International Economics Cheat Sheet
The core ideas of International Economics distilled into a single, scannable reference — perfect for review or quick lookup.
Quick Reference
Comparative Advantage
The principle that a country should specialize in producing and exporting goods for which it has the lowest opportunity cost relative to other countries, even if it lacks an absolute advantage in any good. This is the foundational concept explaining why trade is mutually beneficial.
Balance of Payments
A comprehensive accounting record of all economic transactions between residents of one country and the rest of the world during a given period. It consists of the current account (trade in goods and services, income, transfers), the capital account, and the financial account.
Exchange Rate
The price of one country's currency expressed in terms of another country's currency. Exchange rates can be determined by market forces (floating rates) or fixed by government policy (pegged rates), and they play a crucial role in international trade competitiveness and capital flows.
Tariffs and Trade Barriers
Tariffs are taxes imposed on imported goods, raising their price in the domestic market. Non-tariff barriers include quotas, subsidies, regulatory standards, and administrative hurdles. Both forms of protection distort trade patterns and create economic inefficiencies, though they may serve strategic policy objectives.
Heckscher-Ohlin Model
A trade theory stating that countries export goods that intensively use their abundant factors of production and import goods that intensively use their scarce factors. It explains trade patterns based on differences in factor endowments (labor, capital, land) across countries.
Purchasing Power Parity (PPP)
The theory that in the long run, exchange rates should adjust so that identical goods cost the same in different countries when prices are expressed in a common currency. It serves as a benchmark for assessing whether currencies are overvalued or undervalued.
Terms of Trade
The ratio of a country's export prices to its import prices, indicating how much a country can import for each unit of goods it exports. An improvement in the terms of trade means a country can buy more imports for the same volume of exports.
Foreign Direct Investment (FDI)
Investment made by a firm or individual in one country in business interests in another country, typically by establishing operations or acquiring assets. FDI is distinguished from portfolio investment by the investor's intent to exercise significant management control.
Mundell-Fleming Model
An extension of the IS-LM framework to an open economy that analyzes the effectiveness of monetary and fiscal policy under different exchange rate regimes and degrees of capital mobility.
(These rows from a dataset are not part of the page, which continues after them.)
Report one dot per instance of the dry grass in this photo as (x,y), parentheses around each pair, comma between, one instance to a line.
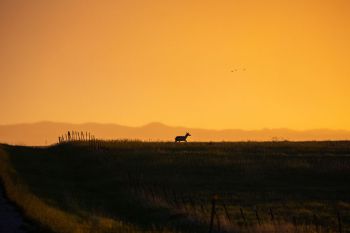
(54,219)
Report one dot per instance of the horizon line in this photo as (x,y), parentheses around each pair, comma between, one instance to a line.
(171,126)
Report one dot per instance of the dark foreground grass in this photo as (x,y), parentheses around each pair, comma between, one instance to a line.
(126,186)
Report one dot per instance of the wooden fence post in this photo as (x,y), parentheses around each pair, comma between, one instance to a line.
(213,202)
(339,222)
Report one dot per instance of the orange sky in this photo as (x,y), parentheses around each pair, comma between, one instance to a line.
(133,62)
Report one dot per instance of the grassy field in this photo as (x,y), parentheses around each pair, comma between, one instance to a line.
(126,186)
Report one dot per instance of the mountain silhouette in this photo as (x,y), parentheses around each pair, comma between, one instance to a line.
(45,133)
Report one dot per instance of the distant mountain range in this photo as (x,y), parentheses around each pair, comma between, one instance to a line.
(45,133)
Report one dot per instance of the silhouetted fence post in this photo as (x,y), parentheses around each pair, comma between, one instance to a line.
(243,217)
(257,215)
(227,214)
(271,214)
(212,215)
(339,222)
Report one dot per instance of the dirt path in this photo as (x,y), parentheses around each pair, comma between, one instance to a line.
(11,220)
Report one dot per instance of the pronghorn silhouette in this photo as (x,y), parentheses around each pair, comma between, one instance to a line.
(182,138)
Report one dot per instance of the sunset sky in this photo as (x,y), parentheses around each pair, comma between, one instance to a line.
(246,64)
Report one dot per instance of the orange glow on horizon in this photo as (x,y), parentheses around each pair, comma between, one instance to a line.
(245,64)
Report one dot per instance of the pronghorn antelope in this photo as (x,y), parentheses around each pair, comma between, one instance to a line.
(182,138)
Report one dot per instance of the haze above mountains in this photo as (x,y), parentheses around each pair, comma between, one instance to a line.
(45,133)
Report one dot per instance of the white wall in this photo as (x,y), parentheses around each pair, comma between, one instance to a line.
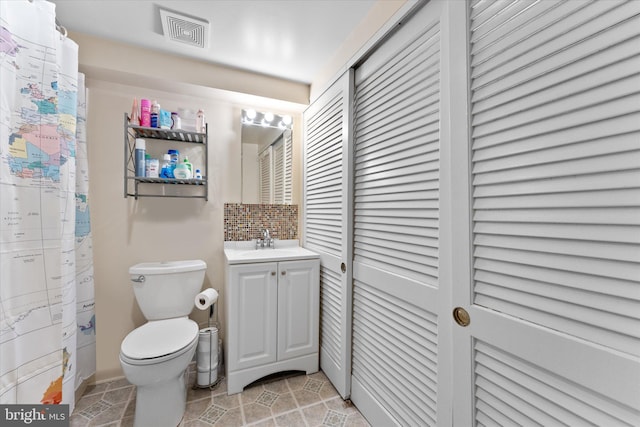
(127,231)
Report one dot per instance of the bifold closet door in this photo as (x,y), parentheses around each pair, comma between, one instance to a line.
(554,298)
(401,363)
(326,222)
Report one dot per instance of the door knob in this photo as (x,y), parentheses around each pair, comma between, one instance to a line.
(461,316)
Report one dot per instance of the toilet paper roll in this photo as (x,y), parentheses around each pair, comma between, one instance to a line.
(205,298)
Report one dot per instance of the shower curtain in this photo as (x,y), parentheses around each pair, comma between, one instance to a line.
(47,322)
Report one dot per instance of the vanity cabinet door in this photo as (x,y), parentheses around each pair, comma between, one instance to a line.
(298,308)
(252,299)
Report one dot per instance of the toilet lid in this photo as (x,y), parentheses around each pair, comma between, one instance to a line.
(158,338)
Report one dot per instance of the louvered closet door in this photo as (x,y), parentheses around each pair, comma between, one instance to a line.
(554,301)
(278,171)
(266,174)
(327,210)
(287,186)
(398,359)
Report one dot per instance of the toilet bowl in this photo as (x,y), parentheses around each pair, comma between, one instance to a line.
(154,357)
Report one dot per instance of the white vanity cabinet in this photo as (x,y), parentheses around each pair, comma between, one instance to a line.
(272,318)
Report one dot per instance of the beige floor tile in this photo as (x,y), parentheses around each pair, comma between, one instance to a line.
(131,408)
(249,395)
(96,389)
(195,408)
(314,415)
(296,383)
(265,423)
(118,395)
(197,393)
(227,402)
(277,386)
(284,403)
(122,382)
(196,423)
(290,419)
(233,418)
(114,413)
(356,420)
(127,421)
(327,391)
(339,405)
(254,412)
(76,420)
(305,397)
(299,400)
(86,401)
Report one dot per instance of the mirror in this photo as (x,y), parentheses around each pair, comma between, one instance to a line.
(266,158)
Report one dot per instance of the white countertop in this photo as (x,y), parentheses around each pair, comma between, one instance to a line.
(285,250)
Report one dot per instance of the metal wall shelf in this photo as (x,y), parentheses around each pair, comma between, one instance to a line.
(133,185)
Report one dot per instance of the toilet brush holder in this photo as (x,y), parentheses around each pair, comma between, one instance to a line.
(207,357)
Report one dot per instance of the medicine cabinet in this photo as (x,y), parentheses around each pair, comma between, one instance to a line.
(158,141)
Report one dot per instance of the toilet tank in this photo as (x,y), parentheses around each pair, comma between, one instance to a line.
(165,290)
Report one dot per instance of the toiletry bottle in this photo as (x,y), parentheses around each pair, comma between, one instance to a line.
(155,114)
(167,170)
(139,160)
(145,113)
(147,164)
(152,168)
(200,127)
(188,165)
(134,119)
(175,121)
(182,171)
(175,158)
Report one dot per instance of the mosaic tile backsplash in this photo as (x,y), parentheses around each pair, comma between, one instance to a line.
(245,222)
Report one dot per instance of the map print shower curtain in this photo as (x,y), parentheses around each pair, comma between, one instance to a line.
(47,323)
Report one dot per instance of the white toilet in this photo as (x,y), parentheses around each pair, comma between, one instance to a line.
(155,356)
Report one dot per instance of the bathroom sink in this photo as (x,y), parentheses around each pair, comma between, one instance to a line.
(245,252)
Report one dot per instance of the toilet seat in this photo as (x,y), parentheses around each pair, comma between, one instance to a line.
(159,339)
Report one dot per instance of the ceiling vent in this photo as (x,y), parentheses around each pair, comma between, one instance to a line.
(185,29)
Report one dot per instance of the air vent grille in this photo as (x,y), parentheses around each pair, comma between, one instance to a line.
(184,29)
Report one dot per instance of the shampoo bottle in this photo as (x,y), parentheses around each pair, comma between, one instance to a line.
(155,114)
(139,160)
(145,113)
(188,165)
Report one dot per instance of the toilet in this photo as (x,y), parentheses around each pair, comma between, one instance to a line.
(155,356)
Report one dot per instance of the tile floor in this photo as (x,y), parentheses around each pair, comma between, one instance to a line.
(291,400)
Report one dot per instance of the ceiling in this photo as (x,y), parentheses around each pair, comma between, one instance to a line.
(290,39)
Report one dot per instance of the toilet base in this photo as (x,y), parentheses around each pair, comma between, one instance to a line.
(161,404)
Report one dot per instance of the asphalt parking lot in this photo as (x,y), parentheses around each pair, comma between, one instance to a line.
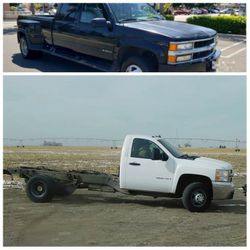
(233,58)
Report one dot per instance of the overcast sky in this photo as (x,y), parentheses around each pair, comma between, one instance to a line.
(113,106)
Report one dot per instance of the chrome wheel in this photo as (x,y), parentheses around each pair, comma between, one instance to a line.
(198,198)
(24,47)
(133,68)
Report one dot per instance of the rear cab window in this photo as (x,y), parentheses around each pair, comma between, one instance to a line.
(143,148)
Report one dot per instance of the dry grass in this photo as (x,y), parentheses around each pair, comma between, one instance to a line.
(94,158)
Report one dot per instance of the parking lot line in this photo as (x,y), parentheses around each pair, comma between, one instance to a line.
(232,205)
(233,45)
(233,54)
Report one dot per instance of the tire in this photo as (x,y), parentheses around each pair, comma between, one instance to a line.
(65,190)
(40,188)
(196,197)
(25,51)
(138,64)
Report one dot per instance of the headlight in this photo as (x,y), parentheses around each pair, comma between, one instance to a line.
(222,175)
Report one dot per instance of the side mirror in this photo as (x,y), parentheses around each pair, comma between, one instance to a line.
(99,22)
(158,156)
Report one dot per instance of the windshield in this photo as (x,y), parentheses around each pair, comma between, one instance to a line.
(173,150)
(134,12)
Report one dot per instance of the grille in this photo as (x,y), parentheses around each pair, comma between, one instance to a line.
(204,43)
(202,54)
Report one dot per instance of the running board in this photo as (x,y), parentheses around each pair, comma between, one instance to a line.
(89,61)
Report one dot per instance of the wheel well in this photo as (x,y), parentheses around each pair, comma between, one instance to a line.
(130,51)
(187,179)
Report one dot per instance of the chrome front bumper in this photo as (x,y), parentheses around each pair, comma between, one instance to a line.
(223,190)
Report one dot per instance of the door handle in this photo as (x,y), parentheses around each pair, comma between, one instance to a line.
(134,164)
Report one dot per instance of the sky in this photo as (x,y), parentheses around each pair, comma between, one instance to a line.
(112,106)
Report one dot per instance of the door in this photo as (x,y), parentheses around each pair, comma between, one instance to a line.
(147,172)
(95,41)
(64,26)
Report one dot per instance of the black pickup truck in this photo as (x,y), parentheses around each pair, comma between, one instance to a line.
(126,37)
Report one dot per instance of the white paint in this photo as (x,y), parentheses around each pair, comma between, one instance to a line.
(232,205)
(233,54)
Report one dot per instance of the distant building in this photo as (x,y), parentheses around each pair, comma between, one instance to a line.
(52,144)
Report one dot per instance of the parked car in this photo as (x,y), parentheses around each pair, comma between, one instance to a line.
(182,12)
(127,37)
(148,166)
(196,11)
(213,10)
(204,11)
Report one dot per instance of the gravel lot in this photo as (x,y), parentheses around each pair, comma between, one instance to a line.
(89,218)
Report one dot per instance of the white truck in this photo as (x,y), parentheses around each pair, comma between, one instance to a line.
(149,165)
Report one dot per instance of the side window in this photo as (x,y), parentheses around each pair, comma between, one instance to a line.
(142,148)
(68,12)
(91,11)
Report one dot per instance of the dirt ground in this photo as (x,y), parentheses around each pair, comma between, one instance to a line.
(89,218)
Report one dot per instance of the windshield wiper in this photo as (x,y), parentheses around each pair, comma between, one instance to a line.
(184,156)
(155,17)
(129,20)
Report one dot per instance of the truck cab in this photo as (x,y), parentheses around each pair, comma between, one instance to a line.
(152,165)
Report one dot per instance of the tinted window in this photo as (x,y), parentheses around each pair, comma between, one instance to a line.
(91,11)
(142,148)
(68,12)
(174,151)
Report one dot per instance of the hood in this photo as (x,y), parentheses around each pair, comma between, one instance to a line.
(174,30)
(208,162)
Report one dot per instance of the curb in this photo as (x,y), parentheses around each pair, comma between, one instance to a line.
(232,36)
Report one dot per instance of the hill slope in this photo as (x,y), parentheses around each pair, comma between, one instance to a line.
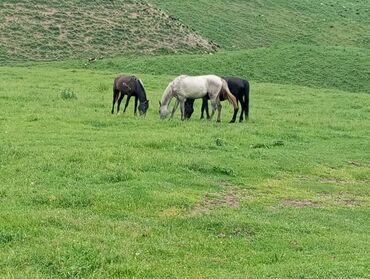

It demonstrates the policy trilemma: a country cannot simultaneously maintain a fixed exchange rate, free capital movement, and an independent monetary policy.
Trade Creation and Trade Diversion
Trade creation occurs when a customs union or free trade agreement causes production to shift from a high-cost domestic producer to a lower-cost partner country. Trade diversion occurs when trade shifts from a lower-cost non-member to a higher-cost member country due to preferential tariff treatment.